Not all injuries that people suffer on the job involve dramatic accidents with malfunctioning machinery. Sometimes, it is just the daily performance of your job responsibilities that will cause a serious injury.
Repetitive motion injuries, sometimes also referred to as cumulative trauma, involve damage to the musculoskeletal system caused by performing the same actions or tasks over and over. There are many different careers that can put someone at risk of developing a repetitive motion injury because of their job responsibilities.
What kind of jobs can result in repetitive motion injuries?
As you could probably guess, needing to twist, list, squat or turn at work over and over during your day could result in injury to the body parts doing all of that moving.
Workers who have to lift significant weights over and over could develop injuries to their backs or knees.
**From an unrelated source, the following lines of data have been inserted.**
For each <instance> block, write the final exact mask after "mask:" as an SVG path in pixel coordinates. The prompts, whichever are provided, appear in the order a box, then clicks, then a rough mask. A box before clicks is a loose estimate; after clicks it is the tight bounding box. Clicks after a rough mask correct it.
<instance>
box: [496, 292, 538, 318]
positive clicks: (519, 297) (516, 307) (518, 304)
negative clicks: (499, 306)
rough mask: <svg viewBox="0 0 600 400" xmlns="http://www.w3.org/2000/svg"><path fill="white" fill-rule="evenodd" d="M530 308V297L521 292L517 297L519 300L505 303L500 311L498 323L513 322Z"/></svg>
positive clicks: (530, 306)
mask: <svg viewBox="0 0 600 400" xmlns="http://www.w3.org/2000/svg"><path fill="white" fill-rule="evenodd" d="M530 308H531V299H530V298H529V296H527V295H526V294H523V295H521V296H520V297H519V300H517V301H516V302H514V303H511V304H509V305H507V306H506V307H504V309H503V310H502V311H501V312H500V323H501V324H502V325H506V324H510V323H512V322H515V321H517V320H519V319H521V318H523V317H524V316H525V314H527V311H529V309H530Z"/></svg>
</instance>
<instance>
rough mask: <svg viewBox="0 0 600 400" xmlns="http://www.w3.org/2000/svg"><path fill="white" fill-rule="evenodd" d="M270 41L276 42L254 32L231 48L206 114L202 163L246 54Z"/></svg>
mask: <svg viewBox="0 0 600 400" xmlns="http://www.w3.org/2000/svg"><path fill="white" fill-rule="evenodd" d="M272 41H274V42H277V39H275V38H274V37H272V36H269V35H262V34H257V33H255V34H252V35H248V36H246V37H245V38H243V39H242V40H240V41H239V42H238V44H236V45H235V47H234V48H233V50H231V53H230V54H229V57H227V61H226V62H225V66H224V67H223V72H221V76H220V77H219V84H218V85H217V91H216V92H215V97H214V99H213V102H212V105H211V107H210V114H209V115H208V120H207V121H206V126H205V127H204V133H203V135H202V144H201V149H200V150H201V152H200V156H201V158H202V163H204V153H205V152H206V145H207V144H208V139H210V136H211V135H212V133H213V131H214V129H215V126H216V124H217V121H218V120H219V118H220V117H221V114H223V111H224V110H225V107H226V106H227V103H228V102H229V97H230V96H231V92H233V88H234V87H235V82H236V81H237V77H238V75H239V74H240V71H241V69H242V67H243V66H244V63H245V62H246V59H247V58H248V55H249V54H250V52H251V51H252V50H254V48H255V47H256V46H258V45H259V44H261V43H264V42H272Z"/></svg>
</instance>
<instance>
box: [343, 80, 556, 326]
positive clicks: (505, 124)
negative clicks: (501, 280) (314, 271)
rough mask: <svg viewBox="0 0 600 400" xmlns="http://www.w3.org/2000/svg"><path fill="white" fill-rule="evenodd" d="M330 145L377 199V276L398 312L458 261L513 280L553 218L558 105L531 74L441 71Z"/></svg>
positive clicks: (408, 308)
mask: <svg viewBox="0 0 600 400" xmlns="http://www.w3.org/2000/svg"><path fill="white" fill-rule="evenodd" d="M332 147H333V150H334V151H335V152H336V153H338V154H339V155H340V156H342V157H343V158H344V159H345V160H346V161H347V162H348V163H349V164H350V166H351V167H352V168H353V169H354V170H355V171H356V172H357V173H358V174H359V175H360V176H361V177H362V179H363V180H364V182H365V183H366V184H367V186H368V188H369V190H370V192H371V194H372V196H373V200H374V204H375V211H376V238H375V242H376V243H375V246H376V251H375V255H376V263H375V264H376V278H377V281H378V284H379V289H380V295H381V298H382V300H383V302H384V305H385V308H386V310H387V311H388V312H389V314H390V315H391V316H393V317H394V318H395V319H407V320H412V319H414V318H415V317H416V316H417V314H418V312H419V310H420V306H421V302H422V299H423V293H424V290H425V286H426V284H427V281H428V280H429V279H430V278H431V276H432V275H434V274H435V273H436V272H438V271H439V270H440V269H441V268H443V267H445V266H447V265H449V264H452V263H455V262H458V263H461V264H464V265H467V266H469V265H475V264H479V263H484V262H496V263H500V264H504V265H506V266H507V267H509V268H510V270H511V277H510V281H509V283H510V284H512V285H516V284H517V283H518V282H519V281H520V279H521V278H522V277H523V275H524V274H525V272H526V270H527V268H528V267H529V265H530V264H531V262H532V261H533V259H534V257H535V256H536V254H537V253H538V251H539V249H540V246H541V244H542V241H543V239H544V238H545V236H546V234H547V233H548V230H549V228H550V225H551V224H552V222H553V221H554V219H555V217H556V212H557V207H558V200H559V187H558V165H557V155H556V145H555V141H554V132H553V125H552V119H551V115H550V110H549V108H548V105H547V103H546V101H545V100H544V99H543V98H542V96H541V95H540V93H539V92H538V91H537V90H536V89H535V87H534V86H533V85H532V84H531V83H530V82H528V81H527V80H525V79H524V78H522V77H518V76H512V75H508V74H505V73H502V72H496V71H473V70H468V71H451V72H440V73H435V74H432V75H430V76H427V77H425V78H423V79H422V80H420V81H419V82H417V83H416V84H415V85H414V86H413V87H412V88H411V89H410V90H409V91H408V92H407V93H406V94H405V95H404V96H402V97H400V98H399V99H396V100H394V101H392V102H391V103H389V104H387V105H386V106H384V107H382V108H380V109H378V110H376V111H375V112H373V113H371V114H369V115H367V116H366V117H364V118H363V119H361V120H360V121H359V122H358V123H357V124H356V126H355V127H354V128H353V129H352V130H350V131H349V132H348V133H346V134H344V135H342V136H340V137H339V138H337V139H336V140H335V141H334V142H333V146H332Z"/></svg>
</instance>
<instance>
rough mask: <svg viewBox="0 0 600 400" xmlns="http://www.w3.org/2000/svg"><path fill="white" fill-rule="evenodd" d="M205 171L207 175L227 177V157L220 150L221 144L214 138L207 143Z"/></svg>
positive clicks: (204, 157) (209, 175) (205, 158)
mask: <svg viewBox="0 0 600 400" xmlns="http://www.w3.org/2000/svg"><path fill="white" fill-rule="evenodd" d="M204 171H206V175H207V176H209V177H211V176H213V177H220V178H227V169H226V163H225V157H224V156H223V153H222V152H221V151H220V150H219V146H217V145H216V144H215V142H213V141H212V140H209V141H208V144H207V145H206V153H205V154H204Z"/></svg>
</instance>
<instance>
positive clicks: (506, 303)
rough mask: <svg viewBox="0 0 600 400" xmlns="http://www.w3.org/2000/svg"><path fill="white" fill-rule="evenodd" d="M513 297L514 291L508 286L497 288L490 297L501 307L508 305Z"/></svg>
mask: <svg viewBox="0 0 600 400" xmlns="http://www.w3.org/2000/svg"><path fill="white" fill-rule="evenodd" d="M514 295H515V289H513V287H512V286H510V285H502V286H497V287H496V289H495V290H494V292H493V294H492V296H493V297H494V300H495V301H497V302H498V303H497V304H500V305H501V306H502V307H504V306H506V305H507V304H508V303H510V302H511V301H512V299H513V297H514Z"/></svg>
Workers who have to twist or turn from one station to another could develop injuries in their back, shoulders or neck. Those who grip a steering wheel or type all day could it develop injuries to their hands or arm.
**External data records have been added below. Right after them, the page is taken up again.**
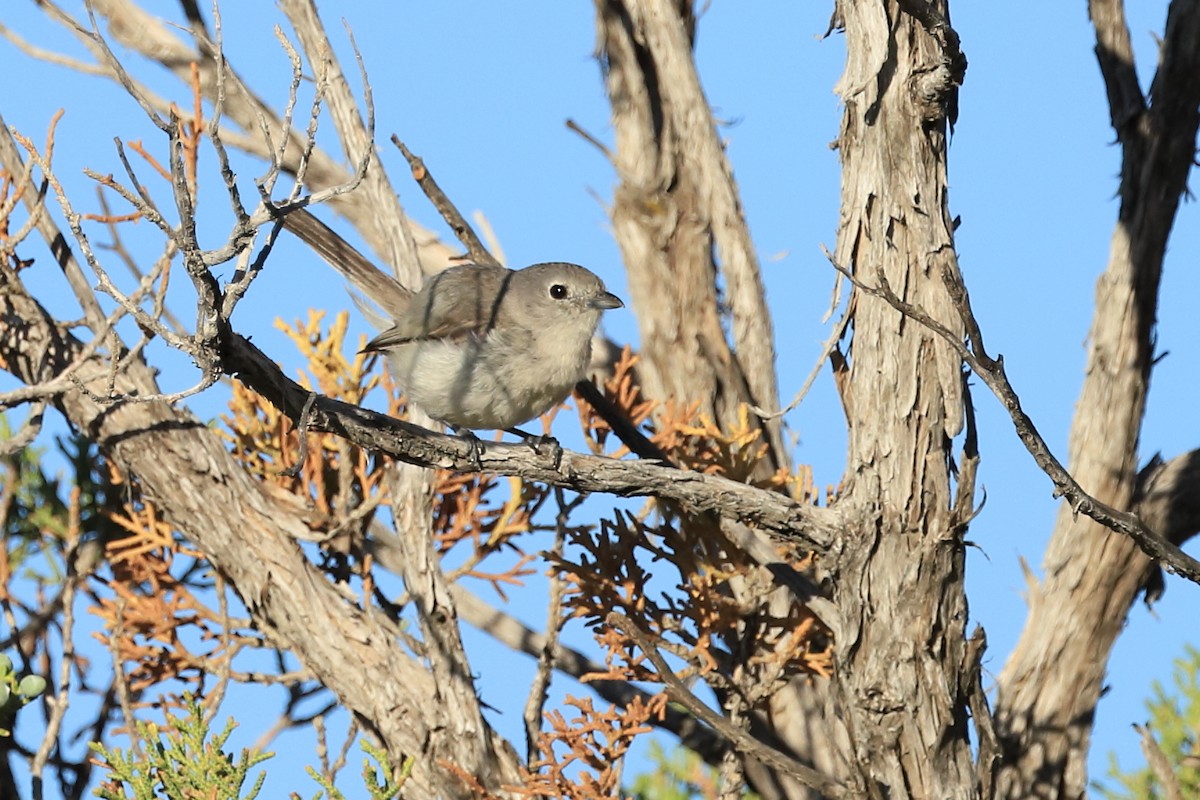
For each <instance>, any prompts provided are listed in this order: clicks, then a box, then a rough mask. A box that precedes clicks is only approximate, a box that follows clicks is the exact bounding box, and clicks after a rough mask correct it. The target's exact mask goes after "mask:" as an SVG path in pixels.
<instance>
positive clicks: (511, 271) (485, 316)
mask: <svg viewBox="0 0 1200 800" xmlns="http://www.w3.org/2000/svg"><path fill="white" fill-rule="evenodd" d="M512 275H514V273H512V271H511V270H506V269H504V267H503V266H490V265H482V264H462V265H460V266H451V267H450V269H448V270H444V271H442V272H438V273H437V275H434V276H433V277H432V278H430V281H427V282H426V284H425V285H424V287H422V288H421V290H420V291H418V293H416V294H415V295H414V296H413V301H412V302H410V303H409V306H408V308H407V309H406V311H404V313H402V314H400V315H398V317H397V318H396V320H395V324H394V325H392V326H391V327H390V329H388V330H386V331H384V332H383V333H380V335H379V336H377V337H374V338H373V339H371V341H370V342H368V343H367V345H366V348H364V349H365V350H379V349H383V348H388V347H396V345H398V344H406V343H408V342H416V341H420V339H457V338H462V337H467V336H478V337H482V336H486V335H487V331H488V330H491V327H492V325H494V324H496V314H497V309H498V307H499V301H500V297H503V296H504V291H505V289H506V288H508V283H509V281H510V279H511V276H512Z"/></svg>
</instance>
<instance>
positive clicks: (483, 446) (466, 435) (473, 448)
mask: <svg viewBox="0 0 1200 800" xmlns="http://www.w3.org/2000/svg"><path fill="white" fill-rule="evenodd" d="M450 429H451V431H454V432H455V433H456V434H458V435H460V437H462V438H463V439H464V440H466V441H467V444H469V445H470V464H472V467H473V468H474V470H475V471H476V473H482V471H484V461H482V457H484V443H482V440H481V439H480V438H479V437H476V435H475V432H474V431H472V429H470V428H461V427H458V426H457V425H451V426H450Z"/></svg>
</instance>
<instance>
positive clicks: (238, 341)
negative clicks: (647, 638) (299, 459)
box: [221, 331, 842, 554]
mask: <svg viewBox="0 0 1200 800" xmlns="http://www.w3.org/2000/svg"><path fill="white" fill-rule="evenodd" d="M221 342H222V347H221V357H222V365H223V367H224V368H226V369H228V371H229V374H233V375H235V377H236V378H238V379H240V380H241V381H242V383H245V384H246V385H247V386H250V387H252V389H253V390H254V391H257V392H258V393H260V395H262V396H263V397H264V398H265V399H266V401H268V402H270V403H272V404H274V405H275V407H276V408H278V409H280V410H281V411H283V413H284V414H286V415H287V416H288V417H290V419H292V420H293V421H295V420H298V419H299V417H300V413H301V410H302V408H304V404H305V402H306V401H307V398H308V396H310V393H311V392H310V391H308V390H306V389H304V387H302V386H300V385H299V384H296V383H295V381H294V380H292V379H290V378H288V377H287V375H286V374H283V372H282V371H281V369H280V368H278V367H277V366H276V365H275V362H274V361H271V359H269V357H268V356H266V355H265V354H264V353H262V351H260V350H259V349H258V348H257V347H254V345H253V344H252V343H251V342H248V341H247V339H246V338H244V337H241V336H239V335H236V333H233V332H232V331H227V332H226V333H224V335H223V336H222V337H221ZM311 429H313V431H325V432H329V433H335V434H337V435H340V437H344V438H347V439H349V440H350V441H353V443H354V444H358V445H360V446H362V447H366V449H367V450H374V451H378V452H384V453H388V455H390V456H392V457H395V458H398V459H400V461H403V462H407V463H412V464H420V465H422V467H440V468H443V469H455V470H460V471H475V470H478V469H480V468H481V469H482V470H484V471H488V473H498V474H500V475H520V476H521V477H524V479H527V480H532V481H542V482H545V483H550V485H552V486H560V487H563V488H568V489H571V491H574V492H605V493H608V494H617V495H620V497H659V498H662V499H670V500H674V501H677V503H679V505H680V506H682V507H683V509H684V510H685V511H689V512H694V513H703V512H712V513H715V515H718V516H720V517H725V518H730V519H736V521H739V522H743V523H746V524H752V525H756V527H758V528H762V529H763V530H766V531H767V533H769V534H772V535H775V536H779V537H781V539H782V540H784V541H786V542H787V543H788V545H793V546H800V547H806V548H809V549H812V551H814V552H816V553H817V554H823V553H828V552H829V549H830V547H833V546H834V543H835V541H838V540H839V537H840V536H841V533H842V527H841V515H840V513H839V512H836V511H834V510H830V509H823V507H818V506H812V505H808V504H804V503H798V501H796V500H793V499H791V498H788V497H785V495H782V494H779V493H776V492H768V491H764V489H758V488H755V487H752V486H748V485H745V483H739V482H737V481H731V480H728V479H726V477H721V476H720V475H707V474H702V473H694V471H686V470H680V469H674V468H671V467H664V465H661V464H652V463H647V462H638V461H617V459H613V458H604V457H599V456H586V455H583V453H577V452H571V451H564V452H563V453H562V459H560V462H559V463H558V465H557V467H556V464H554V458H553V453H547V455H542V453H540V452H534V451H533V449H530V447H529V446H528V445H523V444H520V445H517V444H504V443H476V444H475V445H473V444H472V443H469V441H467V440H464V439H462V438H460V437H450V435H445V434H440V433H434V432H433V431H428V429H426V428H421V427H419V426H415V425H412V423H409V422H404V421H403V420H396V419H392V417H390V416H386V415H383V414H378V413H376V411H371V410H368V409H365V408H359V407H356V405H350V404H348V403H342V402H338V401H335V399H331V398H328V397H319V398H318V399H317V402H316V403H314V408H313V422H312V426H311ZM476 456H478V461H476Z"/></svg>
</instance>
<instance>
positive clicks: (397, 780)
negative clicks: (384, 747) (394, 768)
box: [292, 739, 416, 800]
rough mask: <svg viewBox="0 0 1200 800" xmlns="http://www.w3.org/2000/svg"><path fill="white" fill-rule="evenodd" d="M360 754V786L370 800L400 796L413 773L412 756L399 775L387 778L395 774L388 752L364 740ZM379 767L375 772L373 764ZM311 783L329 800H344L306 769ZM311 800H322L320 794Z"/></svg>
mask: <svg viewBox="0 0 1200 800" xmlns="http://www.w3.org/2000/svg"><path fill="white" fill-rule="evenodd" d="M362 752H365V753H366V754H367V757H366V758H364V759H362V786H365V787H366V788H367V792H370V793H371V800H395V798H398V796H400V790H401V788H402V787H403V786H404V781H407V780H408V776H409V774H410V772H412V771H413V764H415V763H416V759H415V758H414V757H412V756H409V757H408V758H406V759H404V765H403V766H402V768H401V769H400V775H397V776H396V777H395V778H391V777H389V776H390V775H392V774H394V772H395V769H394V768H392V764H391V758H390V757H389V756H388V751H385V750H384V748H382V747H376V746H374V745H372V744H371V742H370V741H367V740H366V739H364V740H362ZM372 759H373V760H374V764H378V765H379V770H378V771H376V766H374V764H372ZM306 771H307V772H308V775H310V776H311V777H312V780H313V781H316V782H317V783H319V784H320V786H322V788H323V789H325V792H326V793H328V794H329V800H346V795H343V794H342V793H341V792H340V790H338V789H337V787H335V786H334V783H332V782H331V781H330V780H328V778H326V777H324V776H323V775H320V772H318V771H317V770H314V769H313V768H311V766H310V768H307V770H306ZM292 798H293V800H299V798H300V795H298V794H295V793H293V794H292ZM313 800H322V798H320V793H317V795H316V796H314V798H313Z"/></svg>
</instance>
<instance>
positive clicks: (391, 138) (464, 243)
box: [391, 133, 500, 266]
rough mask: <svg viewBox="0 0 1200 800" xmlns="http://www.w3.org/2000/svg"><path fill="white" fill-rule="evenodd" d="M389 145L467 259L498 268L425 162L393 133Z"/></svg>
mask: <svg viewBox="0 0 1200 800" xmlns="http://www.w3.org/2000/svg"><path fill="white" fill-rule="evenodd" d="M391 143H392V144H394V145H396V148H398V149H400V151H401V152H402V154H403V155H404V158H406V160H407V161H408V166H409V167H410V168H412V170H413V180H415V181H416V182H418V185H420V187H421V191H422V192H425V197H427V198H430V203H432V204H433V207H434V209H437V210H438V213H440V215H442V218H443V219H445V221H446V224H448V225H450V229H451V230H452V231H454V235H455V236H456V237H457V239H458V241H460V242H462V246H463V247H466V248H467V255H468V258H470V260H472V261H474V263H475V264H494V265H496V266H500V263H499V261H498V260H497V259H496V258H494V257H493V255H492V254H491V253H490V252H487V248H486V247H484V242H481V241H480V240H479V236H478V235H476V234H475V230H474V228H472V227H470V223H468V222H467V219H466V217H463V216H462V213H461V212H460V211H458V207H457V206H456V205H455V204H454V203H451V201H450V198H449V197H446V193H445V192H443V191H442V187H440V186H438V182H437V181H436V180H433V174H432V173H430V169H428V167H426V166H425V162H424V161H421V160H420V158H419V157H416V156H414V155H413V151H412V150H409V149H408V148H407V146H406V145H404V143H403V142H401V140H400V137H397V136H396V134H395V133H394V134H392V136H391Z"/></svg>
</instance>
Careers associated with repetitive motion injuries, such as carpal tunnel, include:
- Professional drivers
- Office workers
- Factory workers
- Cooks working in a high-volume environment
- Medical staff that must lift or move patients
- Anyone who does the same task for extended periods on the job
What happens after a repetitive motion injury?
Recognizing the signs of a repetitive motion injury is the first step toward healing. Generally, you will have to rest the affected body part. In some cases, surgery, medication or physical therapy can facilitate someone’s recovery.
Filing a workers’ compensation claim can not only replace lost wages while you rest your injured body part, but it can also provide you with full coverage of your medical expenses.